突然誰かが入ってきたかと思ったら、それは艷やかな黒髪を少々長めに伸ばした、若い男だった。


「いいえ、大丈夫よ。――来客っていうのは彼。隣の家に住んでいる幼馴染なの。よく家に来て色々良くしてくれているわ」
「大したことなんてしてあげられていないけど。来客中なら出直す事にするよ」
『ああ、私のことはどうぞお構いなく。よかったら用件だけでも伝えていって下さい』
「そうかい?じゃあ遠慮なく…って言いたいところだけど、今ほとんど喋っちゃったからなぁ…」
「いいわよ、もう一度聞いてあげるわ」
「じゃあ改めて。婆ちゃんが母さんの料理にいちゃもんつけて、母さんが爆発したのを父さんが止めたら、何故か父さんと母さんの料理のどちらがうまいかってことになって、その言い合いに妹が「わたしがいちばんだよぉ」って入ってきて、それなら皆で対決だァ!っていう競争に発展したおかげで今、うちの中は料理人で一杯さ」
「分かりやすい解説ありがとう。出来ればもう少し短縮してくれたら嬉しいわ」
「ウチの家族を文字列に置くこと自体が無謀なのさ」
「ふふっ、相変わらず言うわね」


2人は楽しそうに笑う。
――お似合いだよなぁ…
美男美女。まさしくお似合いだ。
2人にそういう意識があるかはさておき、いずれ結ばれる仲であることは見てよく分かった。

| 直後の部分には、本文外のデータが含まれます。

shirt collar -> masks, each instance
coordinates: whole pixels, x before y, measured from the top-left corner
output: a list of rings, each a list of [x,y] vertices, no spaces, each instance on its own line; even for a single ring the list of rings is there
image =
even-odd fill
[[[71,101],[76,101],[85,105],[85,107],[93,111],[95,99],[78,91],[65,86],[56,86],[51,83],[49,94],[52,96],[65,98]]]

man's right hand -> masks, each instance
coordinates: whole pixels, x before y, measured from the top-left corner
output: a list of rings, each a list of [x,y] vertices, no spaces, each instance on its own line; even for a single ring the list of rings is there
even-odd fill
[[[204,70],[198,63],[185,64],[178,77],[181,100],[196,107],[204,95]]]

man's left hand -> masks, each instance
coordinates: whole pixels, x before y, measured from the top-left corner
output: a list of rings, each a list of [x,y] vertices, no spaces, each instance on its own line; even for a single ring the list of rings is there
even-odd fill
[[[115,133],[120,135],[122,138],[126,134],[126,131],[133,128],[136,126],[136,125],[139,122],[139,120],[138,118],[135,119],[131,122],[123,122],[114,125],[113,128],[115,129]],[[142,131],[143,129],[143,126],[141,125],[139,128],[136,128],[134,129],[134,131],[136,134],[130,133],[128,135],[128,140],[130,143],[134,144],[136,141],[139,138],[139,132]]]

「じゃあオレはもうすぐ上がることになる煙の後始末の用意してくる。変な爆発音聞こえても驚かなくていいから。キミも良かったら来なよ。それじゃ」


男は一通り言いたいことを言うとバタンッと戸を閉めて出て行った。


『……楽しそうですね、あの人』
「何かといっても家族のことが大好きなのよ、彼。優しい人よ」


にこやかにノエルは微笑み、ジュースをコップに次ぎ、それをテーブルに置く。


「さて、私達もそろそろお話を始めましょうか」


椅子に座るように促され、私は素直に従う。
ノエルはわずかに深呼吸を挟み、ゆっくりと言葉を紡ぎ始めた。